The species
Ursus arctos, or brown bear, consists of all the bears that are not other species of bears. They share common descent, like the members of your family. They share some distinctive alleles (gene variants) or combinations of alleles that set them apart from other bears. They share some distinctive physical and behavioral attributes and, likely, they share an ecological niche that is different from that of other bears. They may eat different food or breed at a different time of year.
In general, the most important unit in evolution and ecology is the population. A species may consist of a single population or of multiple populations. A group of populations my individually go extinct, allowing their particular geographical area to be recolonized by individuals from another nearby population. Although this may result in minor changes in gene frequency, the species remains intact. Even if some individuals die, and even if some populations die out, the species continues to exist.
In the same way, even if a few of our brain cells die or even if we lose an arm or leg, we are still individuals. Even if someone receives a hand transplant, he is still the same person. I think it's fair to say that in evolutionary terms, a species is comparable to an individual.
All of the individuals in a population share a series of characteristics and the potential ability of interbreed with one another. The same is true of the species generally. Occasionally, individuals can successfully breed with individuals from other populations that would normally be considered a separate species based on genetic or ecological characters.
What happens to such progeny is instructive. If they are fertile, either with themselves or with individuals from either parent species, and if the environment allows it, such hybrids may thrive. But if any one of these things is not true, they will die out quickly, reinforcing the boundaries between the two species even though they don't seem to have sharp reproductive boundaries. Generally, a harsh environment causes "stabilizing selection" around a phenotype that is functional if not perfect. In times of plenty, variants may arise. In harsh times, the variants (on the edges) and hybrids (between two species) are more prone to dying out. These are generalizations only. There will be exceptions.

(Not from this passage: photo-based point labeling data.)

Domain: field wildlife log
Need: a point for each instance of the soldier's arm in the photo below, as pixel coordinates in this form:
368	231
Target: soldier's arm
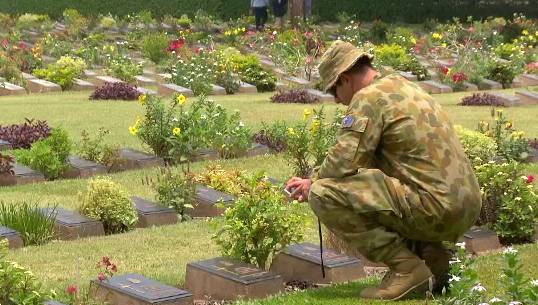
356	143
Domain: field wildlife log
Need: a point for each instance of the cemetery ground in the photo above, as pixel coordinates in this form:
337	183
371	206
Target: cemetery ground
161	253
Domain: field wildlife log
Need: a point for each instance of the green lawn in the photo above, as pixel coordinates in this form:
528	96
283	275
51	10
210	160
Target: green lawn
162	253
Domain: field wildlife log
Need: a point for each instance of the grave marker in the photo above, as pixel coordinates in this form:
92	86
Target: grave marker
478	240
207	200
151	214
303	262
135	289
13	237
71	225
224	279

When species are in the process of splitting into two or more separate species of if a hybrid is arising, these distinctions become difficult. But there are likewise situations where it is unclear how to define individuals.
Consider Embryologist Scott Gilbert's comments on twinning in humans.
"In humans, identical twinning can occur as late as day 12 [after conception]. Such twinning produces two individuals with different lives. Even conjoined ("Siamese") twins can have different personalities. Thus, a single individuality is not fixed earlier than day 12."
Developmental Biology 8e Online: Summary
Would we consider a partly split embryo two people or one? Is it truly one individual on day 11 and two on day 12?
I don't think that a single individual type could ever be considered a species by any definition--genetic, ecological, or reproductive (the biological species concept, or BSC). It would be considered an individual with major birth defects.
Even though I am discussing species in very abstract terms, as entities, I think they are quite concrete and real. Yes, they have fuzzy boundaries. But as you have pointed out elsewhere, most entities have fuzzy boundaries at some level--whether atomic, molecular, or cellular. Having fuzzy boundaries doesn't make a dust bunny an abstraction.
Individuals are made of cooperating cells, whose constituent molecules are typically entirely replaced during the lifetime of the individual. In addition, we harbor hundreds of commensal and symbiotic bacteria and fungal species whose combined numbers vastly outnumber our own cells. As individuals, we are cooperatives and communities.